Modern applications, such as ion implantation of image sensing devices, have increased the requirement of low metals contamination, and a large ion implantation equipment manufacturer has recently announced an electrode-less PEF,   using an RF source to generate low energy plasma. This can certainly generate the plasma necessary to neutralize wafer charge without the risk of introducing refractory metals into the process, but it does so at the expense of high background gas pressure and may also create significant sputter contamination.

A better choice is a microwave PEF system, such as the one developed for our Purion M medium current implanter.  The microwave PEF based on electron cyclotron resonance ECR has the capability to produce high electron density at relatively low pressure through high efficiency ionization of the gas atoms within the microwave plasma chamber. The plasma chamber contains an array of permanent magnets that produce an alternating polarity of magnetic cusps covering the inside surface of the chamber with exception of the region containing the extraction slit. These cusps serve two purposes; 1) electron mirror or reflector to reduce electron loss area. 2) ECR surface defined as the surfaces having 875 gauss, the requisite resonance field for 2.45 GHz microwaves. The PEF is located in close proximity to the implant surface and adjacent to the scanned ion beam. The extraction slit is oriented parallel to the fast-scan direction and perpendicular to the axis of the ion beam providing for the maximum coupling (bridging) between the PEF and the ion beam.

The microwave components used to power the PEF consist of off-the-shelf WR284 waveguide elements. These are illustrated below beginning with the microwave launcher which is a magnetron tube connected to a ¼ wave launcher in the dimensions of the WR284 waveguide. The launcher is followed by a three port circulator (called isolator in the picture) that passes microwaves entering port 1 to 2, port 2 to 3, and essentially blocking port 2 to 1. This circulator is used to capture reflected microwaves in a water cooled dummy load attached to port 3 which prevents unnecessary overheating of the magnetron tube. Following the circulator is a three stub tuner which is used to match the impedance of the downstream elements and PEF chamber to that of the upstream microwave generation system. There are two windows in the downstream system, one for vacuum isolation and the other that is a ¼ wave matching element used to couple microwaves into the PEF chamber.
PEF Chamber

Performance of the microwave PEF has been encouraging. TEG wafers having antenna ratio of 100K : 1 and 1M : 1 have been implanted with 80 KeV As+ at 3 mA to a dose of 5E14 with and without the PEF operating. 100% of the 1M : 1 devices passed with the PEF turned on and 100% failed with it turned off. The operating efficiency of the microwave PEF is proving superior to the hot filament PEF in every way; low operating pressure, low floating voltage, output current, low contamination, and low input power. The maintenance period for the PEF is also on the order of years, without the need of quarterly filament or RF antenna replacement. Look for continuous improvement in design and performance of our microwave PEF systems in the future.
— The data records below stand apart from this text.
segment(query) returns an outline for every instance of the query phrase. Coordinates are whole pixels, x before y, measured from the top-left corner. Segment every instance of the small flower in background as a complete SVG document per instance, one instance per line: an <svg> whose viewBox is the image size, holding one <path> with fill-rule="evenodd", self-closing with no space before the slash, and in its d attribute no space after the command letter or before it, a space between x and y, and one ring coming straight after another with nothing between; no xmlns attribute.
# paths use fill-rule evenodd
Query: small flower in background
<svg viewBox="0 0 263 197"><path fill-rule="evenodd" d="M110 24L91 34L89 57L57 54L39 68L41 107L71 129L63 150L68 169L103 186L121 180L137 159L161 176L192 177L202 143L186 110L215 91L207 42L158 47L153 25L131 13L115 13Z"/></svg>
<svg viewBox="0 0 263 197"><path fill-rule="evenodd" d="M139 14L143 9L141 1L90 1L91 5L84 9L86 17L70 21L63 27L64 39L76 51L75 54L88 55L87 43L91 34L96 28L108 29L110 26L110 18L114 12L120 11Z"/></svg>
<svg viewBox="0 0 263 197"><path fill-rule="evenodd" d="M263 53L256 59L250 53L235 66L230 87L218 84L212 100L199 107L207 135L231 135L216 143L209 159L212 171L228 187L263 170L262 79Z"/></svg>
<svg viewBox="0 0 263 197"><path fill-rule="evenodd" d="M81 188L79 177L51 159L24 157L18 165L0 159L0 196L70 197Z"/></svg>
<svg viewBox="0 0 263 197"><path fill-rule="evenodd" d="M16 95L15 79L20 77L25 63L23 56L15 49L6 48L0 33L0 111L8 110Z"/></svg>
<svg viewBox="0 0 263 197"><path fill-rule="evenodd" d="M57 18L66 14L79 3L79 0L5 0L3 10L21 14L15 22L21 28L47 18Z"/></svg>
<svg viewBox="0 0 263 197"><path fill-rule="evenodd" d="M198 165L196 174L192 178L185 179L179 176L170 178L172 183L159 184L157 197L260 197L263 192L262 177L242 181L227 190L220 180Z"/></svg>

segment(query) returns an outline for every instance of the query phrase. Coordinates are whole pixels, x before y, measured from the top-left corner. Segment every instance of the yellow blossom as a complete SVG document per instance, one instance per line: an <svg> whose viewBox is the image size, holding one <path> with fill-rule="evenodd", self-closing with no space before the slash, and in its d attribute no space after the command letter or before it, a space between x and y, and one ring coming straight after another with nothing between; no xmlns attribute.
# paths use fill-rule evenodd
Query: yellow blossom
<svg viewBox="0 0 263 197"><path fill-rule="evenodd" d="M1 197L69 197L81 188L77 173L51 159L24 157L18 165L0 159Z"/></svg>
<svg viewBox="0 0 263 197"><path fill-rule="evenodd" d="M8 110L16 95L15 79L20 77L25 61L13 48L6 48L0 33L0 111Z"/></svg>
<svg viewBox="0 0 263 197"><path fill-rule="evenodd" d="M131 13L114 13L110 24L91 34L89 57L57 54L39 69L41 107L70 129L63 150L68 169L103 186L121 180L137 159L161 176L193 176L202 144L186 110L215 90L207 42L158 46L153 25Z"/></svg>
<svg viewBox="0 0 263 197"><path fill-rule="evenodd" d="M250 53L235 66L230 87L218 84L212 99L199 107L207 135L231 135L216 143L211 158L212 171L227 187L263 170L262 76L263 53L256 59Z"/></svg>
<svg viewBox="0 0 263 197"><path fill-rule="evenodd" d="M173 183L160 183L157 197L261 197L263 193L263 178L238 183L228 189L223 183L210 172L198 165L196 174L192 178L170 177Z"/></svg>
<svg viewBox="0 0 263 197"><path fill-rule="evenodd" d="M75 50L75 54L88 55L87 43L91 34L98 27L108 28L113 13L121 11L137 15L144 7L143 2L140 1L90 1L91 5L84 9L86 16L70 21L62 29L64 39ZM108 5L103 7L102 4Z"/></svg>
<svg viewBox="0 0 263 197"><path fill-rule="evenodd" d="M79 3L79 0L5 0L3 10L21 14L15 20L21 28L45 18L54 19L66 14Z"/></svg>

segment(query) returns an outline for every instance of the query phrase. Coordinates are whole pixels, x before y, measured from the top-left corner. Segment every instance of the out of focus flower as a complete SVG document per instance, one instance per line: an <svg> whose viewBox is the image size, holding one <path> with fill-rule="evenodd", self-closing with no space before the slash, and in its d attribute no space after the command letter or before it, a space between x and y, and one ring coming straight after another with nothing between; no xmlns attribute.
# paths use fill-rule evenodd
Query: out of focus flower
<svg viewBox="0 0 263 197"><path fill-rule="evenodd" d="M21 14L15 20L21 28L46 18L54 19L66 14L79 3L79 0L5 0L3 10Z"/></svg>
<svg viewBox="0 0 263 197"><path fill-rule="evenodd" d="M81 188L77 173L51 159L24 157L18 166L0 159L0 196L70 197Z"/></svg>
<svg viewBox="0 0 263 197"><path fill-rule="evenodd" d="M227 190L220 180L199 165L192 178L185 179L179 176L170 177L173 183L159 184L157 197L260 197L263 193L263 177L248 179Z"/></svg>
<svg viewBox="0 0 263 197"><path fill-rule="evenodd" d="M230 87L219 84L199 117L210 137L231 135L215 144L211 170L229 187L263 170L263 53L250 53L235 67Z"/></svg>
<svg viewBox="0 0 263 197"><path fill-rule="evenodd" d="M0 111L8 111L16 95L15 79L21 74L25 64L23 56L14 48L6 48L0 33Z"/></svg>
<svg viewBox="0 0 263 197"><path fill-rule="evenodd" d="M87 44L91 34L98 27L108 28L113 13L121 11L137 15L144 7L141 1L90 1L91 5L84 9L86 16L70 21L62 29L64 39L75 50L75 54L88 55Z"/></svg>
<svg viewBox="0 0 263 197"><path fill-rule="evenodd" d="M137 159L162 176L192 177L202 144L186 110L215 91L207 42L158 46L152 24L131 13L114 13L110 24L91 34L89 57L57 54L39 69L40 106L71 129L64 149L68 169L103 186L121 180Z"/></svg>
PurionM Elimination of Metals Contamination
The AEF eliminates all metal contaminants as measured via VPD-ICPMS. The microwave PEF design eliminates all traces of heavy metals common to PEF filaments (tungsten, moly).

Charge Monitor Results
These results demonstrate AS+ 80keV 5e14, 3mA run with PEF off and on. The charge monitor wafers show good correlation to PEF setting. Even the structures with the highest antenna ratios maintain high breakdown voltages with PEF on.